Keegan Ryan, ricercatore di sicurezza di NCC Group, ha scoperto una grave vulnerabilità nei processori Qualcomm Snapdragon utilizzati in milioni di smartphone e tablet nel mondo. Il bug permette di recuperare dati da un’area privata dei chip che non dovrebbe essere accessibile. L’azienda californiana ha rilasciato la patch che Google ha incluso nell’aggiornamento distribuito il 1 aprile.
Nei processori Snapdragon è presente un’area isolata in cui vengono elaborati dati sensibili, come password e chiavi crittografiche. La tecnologia è denominata QSEE (Qualcomm Secure Execution Environment). Né il sistema operativo né altre app possono accedere ai dati, tranne l’app che li ha inviati. Il ricercatore ha invece scoperto che ciò è possibile a causa dell’errata implementazione dell’algoritmo di firma ECDSA (Elliptic Curve Digital Signature Algorithm) a 256 bit. L’estrazione delle chiavi crittografiche può essere ottenuta tramite un attacco “side-channel”.
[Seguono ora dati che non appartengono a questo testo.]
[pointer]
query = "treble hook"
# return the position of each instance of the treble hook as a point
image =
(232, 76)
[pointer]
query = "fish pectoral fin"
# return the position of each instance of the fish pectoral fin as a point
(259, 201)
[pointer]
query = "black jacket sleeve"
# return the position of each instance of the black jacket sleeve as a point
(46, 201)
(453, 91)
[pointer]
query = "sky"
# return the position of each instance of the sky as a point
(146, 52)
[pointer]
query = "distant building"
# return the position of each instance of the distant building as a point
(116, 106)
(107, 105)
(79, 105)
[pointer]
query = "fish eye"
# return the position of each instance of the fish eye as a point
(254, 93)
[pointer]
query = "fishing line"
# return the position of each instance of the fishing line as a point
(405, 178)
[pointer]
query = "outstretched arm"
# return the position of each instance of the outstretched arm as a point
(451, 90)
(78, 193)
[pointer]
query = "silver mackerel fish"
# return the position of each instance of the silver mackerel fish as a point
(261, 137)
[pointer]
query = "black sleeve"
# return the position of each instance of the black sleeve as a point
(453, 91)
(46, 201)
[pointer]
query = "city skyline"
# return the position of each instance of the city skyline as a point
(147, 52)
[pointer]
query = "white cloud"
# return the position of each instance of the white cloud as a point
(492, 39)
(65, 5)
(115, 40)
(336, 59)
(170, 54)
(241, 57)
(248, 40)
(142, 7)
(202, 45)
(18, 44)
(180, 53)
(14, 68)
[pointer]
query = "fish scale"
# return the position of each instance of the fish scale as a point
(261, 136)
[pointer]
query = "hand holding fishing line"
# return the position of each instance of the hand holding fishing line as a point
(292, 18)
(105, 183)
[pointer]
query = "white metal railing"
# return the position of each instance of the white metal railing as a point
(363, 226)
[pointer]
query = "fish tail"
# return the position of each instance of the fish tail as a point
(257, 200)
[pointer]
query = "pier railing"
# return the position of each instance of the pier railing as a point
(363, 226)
Per i test è stato usato un Nexus 5X con processore Snapdragon 808 e il tool Cachegrab per analizzare la memoria cache alla ricerca di “leak” nel processo di firma implementato sui chip QSEE. Il ricercatore ha quindi recuperato con successo la chiave a 256 bit. Per sfruttare la vulnerabilità (CVE-2018-11976) è necessario ottenere l’accesso root, ma questo non è un problema perché l’obiettivo si può raggiungere con diversi malware, alcuni dei quali possono essere nascosti in app pubblicate sul Google Play Store.
Il bug è presente in oltre 40 processori, tra cui i popolari Snapdragon 630/636/660/710/845. Il ricercatore ha segnalato la vulnerabilità a Qualcomm il 19 marzo 2018. La patch è stata rilasciata all’inizio di aprile 2019. Purtroppo i produttori di smartphone sono molto lenti nella distribuzione degli aggiornamenti (ci sono poche eccezioni) e per i modelli più vecchi la probabilità di ricevere il fix è prossima allo zero.